Riot police fired tear gas canisters and turned chemical-laced water on crowds estimated at up to 25,000 who had poured into the streets to demand electoral reforms. At least 388 were arrested.
The protesters engaged in running battles with police for hours, before they finally dispersed.
The rally was the third major demonstration organised since 2007 by Bersih, a coalition pushing for electoral reforms ahead of the next general election, which could be held within months. Bersih also staged protests in other parts of the country, including Johor Baru.
The Kuala Lumpur rally began in the morning as supporters, many wearing the group's chosen colour yellow, chanted "Bersih" and "Long live the people". They marched to Merdeka Square, stopping traffic along the way.

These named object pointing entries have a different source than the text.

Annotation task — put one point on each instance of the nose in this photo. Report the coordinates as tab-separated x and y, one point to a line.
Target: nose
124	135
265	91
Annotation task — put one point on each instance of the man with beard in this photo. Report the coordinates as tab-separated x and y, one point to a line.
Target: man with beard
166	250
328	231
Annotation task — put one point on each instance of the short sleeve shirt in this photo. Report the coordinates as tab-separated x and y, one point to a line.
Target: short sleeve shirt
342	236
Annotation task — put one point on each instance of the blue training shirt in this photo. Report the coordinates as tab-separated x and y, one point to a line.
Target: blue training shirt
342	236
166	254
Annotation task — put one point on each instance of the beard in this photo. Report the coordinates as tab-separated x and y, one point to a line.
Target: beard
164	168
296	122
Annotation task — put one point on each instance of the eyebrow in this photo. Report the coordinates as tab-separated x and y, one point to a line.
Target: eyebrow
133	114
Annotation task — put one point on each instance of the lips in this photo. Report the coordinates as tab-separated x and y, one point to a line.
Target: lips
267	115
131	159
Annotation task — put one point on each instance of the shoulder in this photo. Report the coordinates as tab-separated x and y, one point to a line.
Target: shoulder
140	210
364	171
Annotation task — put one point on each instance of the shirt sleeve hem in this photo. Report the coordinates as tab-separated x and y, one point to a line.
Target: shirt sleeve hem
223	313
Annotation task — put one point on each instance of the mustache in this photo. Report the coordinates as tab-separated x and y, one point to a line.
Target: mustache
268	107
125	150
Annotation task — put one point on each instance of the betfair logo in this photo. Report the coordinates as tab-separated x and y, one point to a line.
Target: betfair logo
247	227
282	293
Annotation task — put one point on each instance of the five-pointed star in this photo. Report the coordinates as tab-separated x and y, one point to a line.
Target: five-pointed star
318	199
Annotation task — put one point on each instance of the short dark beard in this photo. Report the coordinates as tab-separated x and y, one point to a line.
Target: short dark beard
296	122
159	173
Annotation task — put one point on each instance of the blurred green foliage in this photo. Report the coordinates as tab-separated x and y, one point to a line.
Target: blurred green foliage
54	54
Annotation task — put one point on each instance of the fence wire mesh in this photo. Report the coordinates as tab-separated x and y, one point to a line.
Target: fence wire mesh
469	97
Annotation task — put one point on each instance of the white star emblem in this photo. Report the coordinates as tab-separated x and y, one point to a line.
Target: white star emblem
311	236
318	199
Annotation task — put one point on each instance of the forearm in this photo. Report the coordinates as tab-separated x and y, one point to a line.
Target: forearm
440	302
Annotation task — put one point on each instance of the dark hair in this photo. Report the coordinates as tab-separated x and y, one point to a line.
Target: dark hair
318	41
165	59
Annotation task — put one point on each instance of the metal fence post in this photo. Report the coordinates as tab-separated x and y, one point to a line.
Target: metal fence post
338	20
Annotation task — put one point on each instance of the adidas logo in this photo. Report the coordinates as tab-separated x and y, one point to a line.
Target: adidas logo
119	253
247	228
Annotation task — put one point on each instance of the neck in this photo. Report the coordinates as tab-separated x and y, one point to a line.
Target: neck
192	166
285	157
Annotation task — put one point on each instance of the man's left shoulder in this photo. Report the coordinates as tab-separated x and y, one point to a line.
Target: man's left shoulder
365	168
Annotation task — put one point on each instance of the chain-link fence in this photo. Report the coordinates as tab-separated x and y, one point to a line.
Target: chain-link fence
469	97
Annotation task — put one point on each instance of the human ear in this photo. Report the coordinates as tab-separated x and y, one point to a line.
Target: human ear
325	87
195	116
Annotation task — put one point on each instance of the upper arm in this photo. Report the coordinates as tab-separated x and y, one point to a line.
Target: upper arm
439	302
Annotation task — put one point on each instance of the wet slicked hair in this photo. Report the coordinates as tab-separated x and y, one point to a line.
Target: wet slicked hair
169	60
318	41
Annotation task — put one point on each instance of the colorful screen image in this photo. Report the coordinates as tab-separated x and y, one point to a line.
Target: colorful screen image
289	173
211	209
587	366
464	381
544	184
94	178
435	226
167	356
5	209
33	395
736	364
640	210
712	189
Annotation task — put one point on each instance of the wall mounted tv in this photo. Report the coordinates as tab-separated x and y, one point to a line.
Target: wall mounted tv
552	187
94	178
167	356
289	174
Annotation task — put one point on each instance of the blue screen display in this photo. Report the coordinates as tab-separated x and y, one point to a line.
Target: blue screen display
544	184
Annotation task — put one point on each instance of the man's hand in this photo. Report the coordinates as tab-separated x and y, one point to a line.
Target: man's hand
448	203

"We want a change in the election system, we want a clean electoral roll and fair elections," said property agent Manisegaran Karruppen, 52.
Organisers had planned a sit-down protest along the perimeter of historic Merdeka Square, having been denied access to the square itself by a court order issued a day before the protest. The police had cordoned off the area, and thousands of security personnel were on standby.
The situation turned ugly later in the afternoon.
"The message we are sending to Najib is that we must have clean elections!" opposition leader Anwar Ibrahim shouted to a crowd, referring to Prime Minister Najib Razak.
Soon after, protesters nearest the barricades started agitating for entry. Some removed the barbed wire and pushed past, triggering the police response.
Bersih chairman Ambiga Sreenevasan later told reporters that "everything was going fine until someone broke through". She said: "We want the police to fully investigate all who engaged in violence. This was not what we wanted at all."
Eyewitnesses said protesters assaulted two police officers and overturned their patrol car, after it hit three people.
In a statement last night, Home Minister Hishammuddin Hussein commended the police for their "professionalism and restraint shown under difficult circumstances". He regretted Bersih's earlier refusal to broker a compromise solution of an alternative venue.
"The first responsibility of the police must always be to maintain public safety and security," he said.